Tensed up all over again, Violet's eyes narrowed down to her hands as she fidgeted with them. "It worries me too," her voice wavered. My chest clenched at the sight of that and to hear her so overwhelmed. "Rosemary... I don't know how to deal with jealousy," she confessed. I mean, I could tell that myself. "I'm not used to feeling it," she elaborated, "and it's all new to me."

My eyebrows furrowed, "Really?"

Violet nodded in confirmation, "Then you came along and I started feeling all these undiscovered emotions," her fingers intertwined to stop herself from fidgeting. She looked up through her eyelashes to meet my eyes, "I have strong feelings for you and I get scared..."

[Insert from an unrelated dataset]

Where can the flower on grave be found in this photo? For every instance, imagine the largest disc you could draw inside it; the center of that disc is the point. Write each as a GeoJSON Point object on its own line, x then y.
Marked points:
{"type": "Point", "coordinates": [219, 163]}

My heart started racing, "Scared of what?"

"That one day you'll realize that there's someone better and more compatible out there for you," her eyes looked down away from mine.

Better than her? Violet must have been on some heavy drugs that got her all delusional. What drug got her to the point of saying these things out loud? Violet never allowed herself to. Here she was, pouring it all out. Honestly, I loved that she was communicating her worries with me though. That let me know that she really wanted to work things out. There was a chance! Gave us somewhere to start off from.